Queen Hounded By Papparazzi

The Queen's solitude was generally respected, but there were some exceptions. During an excursion to the scene of the Glencoe massacre, she says, " We sat down on the grass, we three "---(the Queen, Princess Beatrice and Lady Jane Churchill)—" on our plaids, and had our luncheon, served by Brown and Frankie, and then sketched. The day was most beautiful and calm. Here, however—here in this complete solitude—we were spied upon by impudently inquisitive reporters, who followed us everywhere ; but one in particular ( who writes for some of the Scotch papers) lay down and watched with a telescope, and dodged me and Beatrice and Jane Churchill, and was most Impertinent when Brown went to tell him to move, which Jane herself had thought of doing. However, he did go away at last, and Brown came back saying he thought there would have been a fight, for when Brown said quite civilly that the Queen wished him to move away, he said he had quite as good a right to remain there as the Queen. To this Brown answered very strongly, upon which the impertinent individual asked, 'Did he know who he was ?' and Brown answered he did, and that the highest gentleman in England would not dare to do what he did, much less a reporter,' and he must move on, or he would give him something more. And the man said, 'Would he dare say that before those other men (all reporters) who were coming up ?' and Brown said, 'Yes, before anybody who did not behave as he ought.' More strong words were used, but the others came up and advised the man to come away quietly, which he finally did." Of course, this man must have been a specimen of the lowest class of reporters ; no respectable journalist would have behaved so.

Noble The Collie

The Queen has always been partial to dogs. She writes one day, " My favourite collie, Noble, is always downstairs when we take our meals, and was so good, Brown making him lie on a chair or couch, and he never attempted to come down without permission, and even held a piece of cake in his mouth without eating it till told he might. He is the most ' biddable ' dog I ever saw, and so affectionate and kind ; if he thinks you are not pleased with him, he puts out his paws and begs in such an affectionate way."

Dr Norman McLeod

The Queen had a sincere friend and highly valued counsellor in Dr.

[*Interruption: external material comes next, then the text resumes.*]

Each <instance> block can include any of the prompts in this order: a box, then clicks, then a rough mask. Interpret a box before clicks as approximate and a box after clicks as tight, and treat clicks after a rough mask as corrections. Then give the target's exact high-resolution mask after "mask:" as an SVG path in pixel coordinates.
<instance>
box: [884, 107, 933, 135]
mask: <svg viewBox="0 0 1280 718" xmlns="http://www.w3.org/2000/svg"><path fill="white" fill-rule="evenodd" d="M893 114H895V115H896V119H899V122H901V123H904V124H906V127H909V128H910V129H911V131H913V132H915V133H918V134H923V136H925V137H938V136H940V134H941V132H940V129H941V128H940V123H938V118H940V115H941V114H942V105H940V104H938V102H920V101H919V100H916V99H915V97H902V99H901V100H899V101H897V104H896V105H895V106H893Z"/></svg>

Norman McLeod. In many passages of her journal she speaks very warmly of his friendship, and of the way in which he taught her resignation, and " cheered and comforted and encouraged " her in the early years of her great sorrow. Dr. McLeod writes of one of his frequent visits to Balmoral : " After dinner, the Queen invited me to her room, where I found the Princess Helena and the Marchioness of Ely. The Queen sat down to spin on a fine Scotch wheel, while I read Burns to Tam O'Shanter and A Man's a Man for a' that'—her favourites." When this good man died and the Queen remembered all his friendship and sympathy and Christian teaching, she deeply felt how " this too, like so many other comforts and helps, was for ever gone."